India event lures me to Buddhist activity once again

Intricate sand mandala created in exquisite detail at the even.  It is described as, a cosmic diagram that represents the dwelling place of a deity.

Intricate sand mandala created in exquisite detail at the event. It is described in Asia Life magazine as a “cosmic diagram that represents the dwelling place of a deity.”

It hardly has been my intention to keep writing about Buddhism (or to post so frequently), though an overwhelming proportion of Cambodia’s population practices it and Buddhism is the state religion.

But we coincidentally more or less stumbled upon our second event in three days that focused on Buddha.  I include it here mainly because of the photos.  In overwrought language, Asia Life magazine in part describes the “Festival of India” that we attended on Sunday as follows:

Hosted by the Embassy of India in Phnom Penh and the Ministry of Culture, Government of India, the event includes a Buddhist Festival, Buddhist-themed photo exhibition and Ramayana classical dance performance by the world-renowned Kalakshetra Foundation from Chennai.

The Ramayana is a great Indian epic that is similar to Cambodia’s Reamker. Different themes from chapters of the story will be retold to the audience in a stunning sequence of tales. These include Jatayu Moksham, Mahapattabhisekam and Choodamani Pradanam.

The Buddhist Festival, which takes place at Wat Ounalum, features photo exhibition, Dharam Darshan, which explores and illustrates the life and teachings of Buddha. A fascinating exhibition of butter sculptures also takes centre stage. These sculptures are traditionally made out of coloured butter and shaped into multi-coloured pieces of art. They are offered to enlightened beings in exchange for peace, prosperity and good luck.

I had hoped to see the mandela and butter sculpture during the process of their creation, but that had happened earlier on a schedule that apparently wasn’t published.  Only after we arrived at the wat (temple) in the afternoon did we discover that the outdoor dance and music performance was to begin much later, at 5 p.m., and last for an hour.

Dancers, of which there were several groups, descending the main temple at Wat Ounalum.

Dancers arrive by descending a steep staircase of the main temple at Wat Ounalum.

To pass the time, we hung around the Riverside neighborhood, which is peopled largely by thirsty expats and those who feed on them.  Call that a symbiotic relationship.

More dancers

A large number of monks seemed to enjoy the performances, and I earlier had my first conversation with a Cambodian monk, who pleasantly instructed me to remove my hat and shoes before entering the temple.  (I knew that and was pleased that it finally has become a little less intimidating for me to approach a monk.)

As for the rhythmic singing, it somehow was simultaneously intriguing and monotonous.  The music, both the voices and the instruments, sounded guttural to me, and I’ll be polite here by describing it as reminiscent of repeated belching at measured intervals.

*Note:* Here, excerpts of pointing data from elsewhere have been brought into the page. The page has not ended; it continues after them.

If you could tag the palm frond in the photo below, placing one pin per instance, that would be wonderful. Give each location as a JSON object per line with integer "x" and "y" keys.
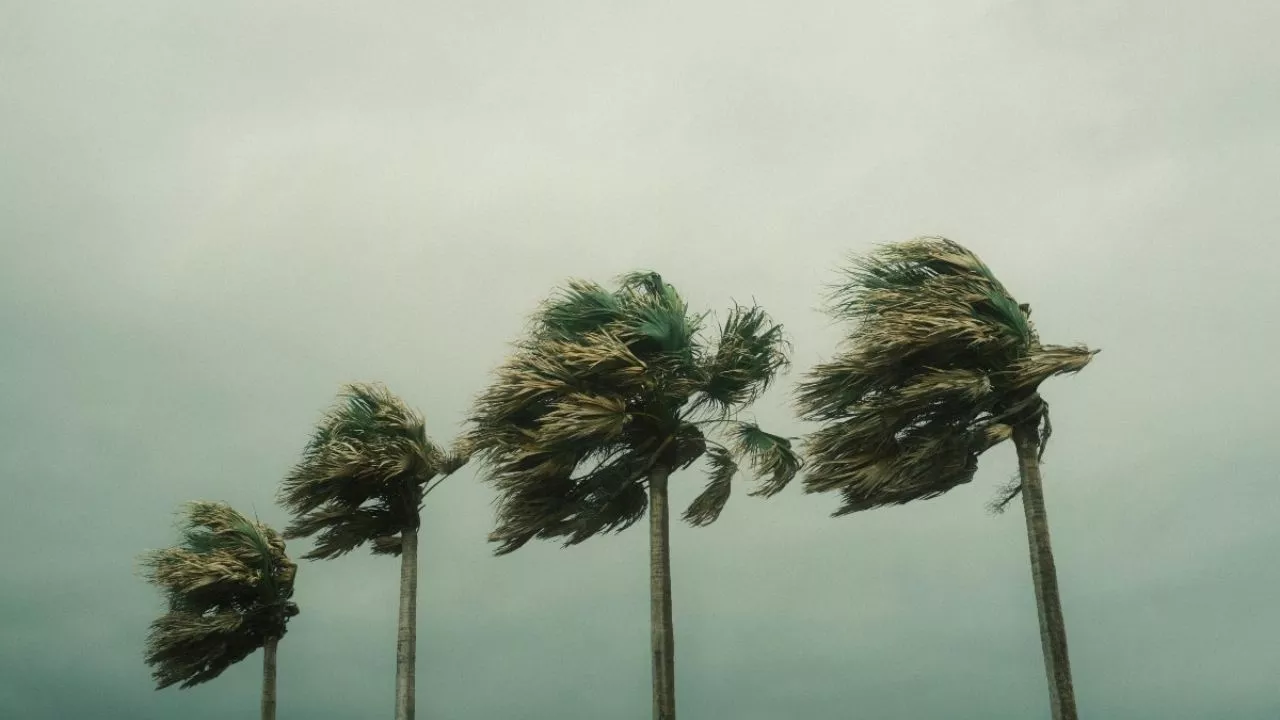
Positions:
{"x": 749, "y": 355}
{"x": 705, "y": 507}
{"x": 364, "y": 472}
{"x": 227, "y": 586}
{"x": 599, "y": 391}
{"x": 942, "y": 361}
{"x": 771, "y": 458}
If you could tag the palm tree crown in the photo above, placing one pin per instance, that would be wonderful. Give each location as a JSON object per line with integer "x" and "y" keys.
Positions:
{"x": 606, "y": 386}
{"x": 364, "y": 474}
{"x": 944, "y": 365}
{"x": 228, "y": 586}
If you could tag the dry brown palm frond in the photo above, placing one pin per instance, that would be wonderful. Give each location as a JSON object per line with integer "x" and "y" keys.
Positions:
{"x": 604, "y": 386}
{"x": 227, "y": 584}
{"x": 941, "y": 361}
{"x": 364, "y": 473}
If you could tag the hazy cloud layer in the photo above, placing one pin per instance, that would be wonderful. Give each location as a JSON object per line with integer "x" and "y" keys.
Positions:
{"x": 213, "y": 214}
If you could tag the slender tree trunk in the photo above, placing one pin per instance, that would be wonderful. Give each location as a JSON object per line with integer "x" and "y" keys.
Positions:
{"x": 661, "y": 627}
{"x": 1057, "y": 666}
{"x": 269, "y": 678}
{"x": 406, "y": 637}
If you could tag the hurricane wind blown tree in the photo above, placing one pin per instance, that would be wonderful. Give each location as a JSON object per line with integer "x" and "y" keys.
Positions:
{"x": 361, "y": 481}
{"x": 606, "y": 397}
{"x": 944, "y": 364}
{"x": 228, "y": 584}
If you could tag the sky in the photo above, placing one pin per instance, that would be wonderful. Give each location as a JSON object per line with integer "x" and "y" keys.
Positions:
{"x": 215, "y": 214}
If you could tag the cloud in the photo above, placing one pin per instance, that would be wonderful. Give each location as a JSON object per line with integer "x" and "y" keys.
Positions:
{"x": 216, "y": 214}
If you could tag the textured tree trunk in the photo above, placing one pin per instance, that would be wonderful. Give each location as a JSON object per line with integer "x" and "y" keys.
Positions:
{"x": 269, "y": 678}
{"x": 406, "y": 637}
{"x": 1057, "y": 666}
{"x": 661, "y": 627}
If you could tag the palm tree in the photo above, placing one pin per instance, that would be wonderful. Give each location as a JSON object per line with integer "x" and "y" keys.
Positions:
{"x": 362, "y": 479}
{"x": 944, "y": 365}
{"x": 602, "y": 401}
{"x": 228, "y": 584}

The dancing eventually wore thin as well, seeming, as it did to our untrained eyes, to be mostly repetitious.

Sculpture composed of colored butter that, with a close-by fan directed at the creation, hadn't melted.

Sculpture composed of colored butter that, with a close-by fan directed at the thing, hadn’t melted.

Still, we sat there for a good hour and a half — yes, a half hour longer than advertised — before walking home even as the event continued.  I chalk up the time spent as a brief and illuminating journey into a different culture, and a mild adventure well worth having undertaken.

I hope you enjoy the photos.

These musicians were first to perform.  Unfortunately, the photo doesn't capture how long are the instruments at the far right.

These musicians were first to perform. Unfortunately, the photo doesn’t capture the full length of the instruments at the far right; how they were able to produce sound nonstop for many minutes confounds me.  If you’ve ever tried to force a bleat from a ram’s horn, then you can appreciate the feat.

This group of dancers was one of several, all of them fancifully consumed and masked telling stories we couldn't comprehend.

These two dancers were in one of several groups, all of them fancifully costumed and masked, telling stories that we had no hope of comprehending.